Our camp in a soccer field outside the town of Dorumba, was fortunately near a medical clinic, the only one near any of our camps on the trek. The town nurse came that night and cleaned the wound in the dining tent with all trekkers and most of the crew watching along. It was a bit gross, to be sure, but also fascinating. He washed the wound with saline, taking 3 small pebbles out. He spoke some English, but the dialogue was mostly in Nepali, translated by our leader. It felt a little bit like medicine by committee. But I felt very well tended  by everyone, and the concern and kindness was palpable. We got some extra supplies of gauze, iodine, antibiotic cream and ace bandage, and one of the assistant guides, Hira, who had some medical training, would replace the bandage and clean the wound every 48 hours.

Later, DB would ask me about the red and yellow string bracelet on my right arm, suggesting that it hadn’t provided me with much protection after all. I replied that my wound might have been much worse – I might have broken my arm after all – had I not had the protection of my bracelet from the old lady at the Hindu temple.
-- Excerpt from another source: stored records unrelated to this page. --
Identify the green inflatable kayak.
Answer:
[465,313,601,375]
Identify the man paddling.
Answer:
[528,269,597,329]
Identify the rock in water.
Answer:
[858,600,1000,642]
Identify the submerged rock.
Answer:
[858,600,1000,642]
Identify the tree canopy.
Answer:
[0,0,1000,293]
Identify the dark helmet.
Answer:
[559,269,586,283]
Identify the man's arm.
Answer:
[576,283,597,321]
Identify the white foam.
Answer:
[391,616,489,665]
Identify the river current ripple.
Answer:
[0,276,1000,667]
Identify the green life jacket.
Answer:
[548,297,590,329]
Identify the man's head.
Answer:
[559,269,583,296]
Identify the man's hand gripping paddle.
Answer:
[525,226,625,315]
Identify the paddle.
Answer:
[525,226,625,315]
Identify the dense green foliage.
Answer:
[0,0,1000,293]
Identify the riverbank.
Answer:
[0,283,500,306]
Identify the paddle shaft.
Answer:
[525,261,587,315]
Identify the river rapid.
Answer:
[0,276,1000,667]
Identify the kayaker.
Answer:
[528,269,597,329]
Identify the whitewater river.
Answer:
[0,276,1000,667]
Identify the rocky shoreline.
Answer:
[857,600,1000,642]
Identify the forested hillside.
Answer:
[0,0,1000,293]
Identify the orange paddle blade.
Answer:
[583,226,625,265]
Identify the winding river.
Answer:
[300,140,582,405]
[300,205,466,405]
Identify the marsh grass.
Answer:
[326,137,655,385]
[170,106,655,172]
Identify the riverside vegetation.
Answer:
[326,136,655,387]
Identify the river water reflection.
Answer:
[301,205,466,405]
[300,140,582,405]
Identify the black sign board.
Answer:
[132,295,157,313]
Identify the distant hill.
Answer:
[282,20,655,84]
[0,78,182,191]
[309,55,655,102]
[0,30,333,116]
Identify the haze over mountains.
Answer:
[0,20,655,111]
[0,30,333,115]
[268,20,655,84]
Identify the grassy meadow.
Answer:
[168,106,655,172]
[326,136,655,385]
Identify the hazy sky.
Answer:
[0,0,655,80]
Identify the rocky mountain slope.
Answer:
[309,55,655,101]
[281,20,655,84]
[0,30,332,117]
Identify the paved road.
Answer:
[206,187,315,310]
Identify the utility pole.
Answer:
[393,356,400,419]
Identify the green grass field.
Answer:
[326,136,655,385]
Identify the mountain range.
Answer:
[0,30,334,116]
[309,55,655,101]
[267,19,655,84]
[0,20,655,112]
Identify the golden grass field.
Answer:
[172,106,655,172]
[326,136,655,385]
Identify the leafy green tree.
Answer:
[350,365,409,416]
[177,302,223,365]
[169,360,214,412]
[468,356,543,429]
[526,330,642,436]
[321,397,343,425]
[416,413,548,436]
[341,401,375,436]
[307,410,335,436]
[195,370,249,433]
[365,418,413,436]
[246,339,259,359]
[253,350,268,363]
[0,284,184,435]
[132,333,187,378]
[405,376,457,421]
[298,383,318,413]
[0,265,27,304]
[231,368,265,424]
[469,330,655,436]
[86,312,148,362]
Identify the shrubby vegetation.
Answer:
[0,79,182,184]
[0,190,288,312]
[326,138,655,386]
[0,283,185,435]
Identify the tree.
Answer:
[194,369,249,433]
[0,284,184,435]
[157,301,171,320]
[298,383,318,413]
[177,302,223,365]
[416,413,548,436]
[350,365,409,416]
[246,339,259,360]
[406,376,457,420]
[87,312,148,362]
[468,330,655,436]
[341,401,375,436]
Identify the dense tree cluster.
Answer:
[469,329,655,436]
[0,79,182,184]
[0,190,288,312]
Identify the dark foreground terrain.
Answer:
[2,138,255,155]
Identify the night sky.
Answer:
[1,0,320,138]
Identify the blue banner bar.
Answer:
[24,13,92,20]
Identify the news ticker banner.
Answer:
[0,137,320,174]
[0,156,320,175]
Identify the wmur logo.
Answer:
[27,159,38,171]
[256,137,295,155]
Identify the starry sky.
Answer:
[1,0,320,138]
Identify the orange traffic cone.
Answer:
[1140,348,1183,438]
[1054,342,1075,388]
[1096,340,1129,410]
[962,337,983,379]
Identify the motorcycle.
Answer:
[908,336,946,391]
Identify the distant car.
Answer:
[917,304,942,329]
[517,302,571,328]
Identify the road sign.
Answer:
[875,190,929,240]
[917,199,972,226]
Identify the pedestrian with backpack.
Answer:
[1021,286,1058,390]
It had been a very full day, but the excitement wasn’t over. We had experienced torrential rain as we arrived at camp, which woke up the leeches. These clever little beasts – no more than about an inch long – sneak their way up the grasses and onto your legs, or shoes, and feast. Apparently, among the amazing things one learns on trek, is that leeches have both an anesthetic and an anticoagulant in their bite, so you don’t feel them, and your blood flows freely. You don’t always know they are there until they’re done, leaving a bloody mess in your socks.

On the evening of our third day of trekking, we had four people recovering from digestive disorders and trying to re-build their strength, one trekker with an arm injury (albeit not a serious “medevac” type injury but one that caused us all to pause), periodic intense rain that seemed to leave everything consistently damp, and a camp infested by leeches.  We were all of reasonable good cheer, but I for one recognized we were only at the beginning of our ten-day trek. So far, it had been a bit more arduous than expected!